Un importante passo avanti per il welfare locale: il Distretto Socio-Sanitario D31, con il Comune di Sant’Agata di Militello nel ruolo di ente capofila, ha dato il via libera a un potenziamento dei servizi di assistenza domiciliare. Grazie ai fondi dell’Unione Europea – NextGenerationEU, sono stati stanziati circa 330.000 euro per supportare anziani e persone fragili direttamente nelle proprie case.
L’iniziativa rientra nella Missione 5 del PNRR e punta a un obiettivo ambizioso: trasformare la casa nel principale luogo di cura, evitando ricoveri impropri e garantendo un rientro protetto dopo le dimissioni ospedaliere.
Il progetto prevede tre pilastri fondamentali per garantire l’autonomia e la sicurezza degli utenti:
Assistenza Domiciliare (SAD): supporto concreto per l’igiene personale, la cura della casa, il disbrigo di pratiche burocratiche e l’accompagnamento a visite mediche.
Telesoccorso: Un sistema di monitoraggio attivo 24 ore su 24, capace di allertare immediatamente i soccorsi in caso di emergenza.
Pasti a domicilio: preparazione e consegna di pasti caldi direttamente alla porta di casa.
Il servizio è destinato a 125 cittadini residenti nei Comuni del Distretto D31 che si trovano in condizioni di fragilità o non autosufficienza. Nello specifico, possono presentare domanda i soggetti che abbiano compiuto 65 anni o i soggetti infra-sessantacinquenni in condizioni di fragilità socio-sanitaria.

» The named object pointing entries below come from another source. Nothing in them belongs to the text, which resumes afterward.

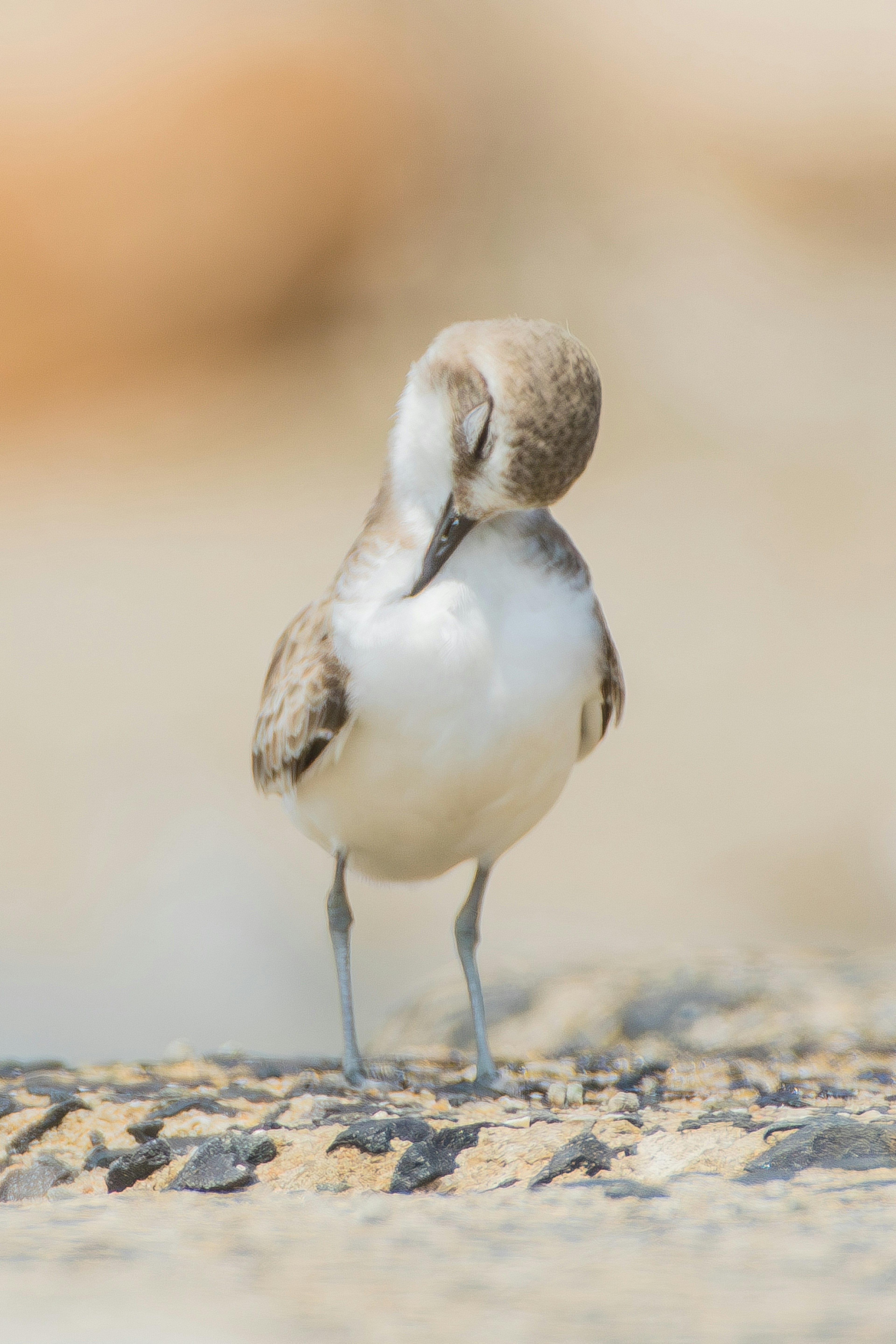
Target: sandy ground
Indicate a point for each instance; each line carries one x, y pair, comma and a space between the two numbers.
711, 1263
672, 1240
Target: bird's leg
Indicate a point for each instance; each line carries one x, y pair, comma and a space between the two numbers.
467, 935
340, 925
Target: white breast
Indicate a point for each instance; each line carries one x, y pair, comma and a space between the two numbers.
468, 709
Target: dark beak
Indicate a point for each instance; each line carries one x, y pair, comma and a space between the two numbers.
451, 532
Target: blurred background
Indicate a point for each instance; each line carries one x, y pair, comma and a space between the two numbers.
226, 229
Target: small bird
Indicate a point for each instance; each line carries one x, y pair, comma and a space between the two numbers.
429, 709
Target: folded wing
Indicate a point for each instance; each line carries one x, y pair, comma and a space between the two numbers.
304, 702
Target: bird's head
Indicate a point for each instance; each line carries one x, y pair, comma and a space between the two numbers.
498, 416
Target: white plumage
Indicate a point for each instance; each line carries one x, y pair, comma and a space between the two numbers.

Per accedere ai servizi è necessario possedere un’attestazione ISEE non superiore a € 25.000,00.
Uno dei punti qualificanti dell’intervento riguarda la “Dimissione Protetta”. Spesso il ritorno a casa dopo un ricovero è il momento più critico: il bando mira a colmare questo vuoto fornendo assistenza infermieristica e socio-assistenziale immediata, coordinata da un assistente sociale, per prevenire complicazioni o nuovi ricoveri.
Gli interessati (o i loro familiari) devono presentare l’istanza entro il termine perentorio del 27 marzo 2026 presso l’Ufficio Protocollo del proprio Comune di residenza, muniti di modello di domanda ufficiale (disponibile presso gli uffici comunali), attestazione ISEE, copia del documento d’identità e della tessera sanitaria ed eventuale certificato di invalidità.
Il servizio avrà durata fino al 30 giugno 2026, salvo proroghe, e non comporta alcun costo per il bilancio comunale, essendo interamente finanziato dai fondi europei.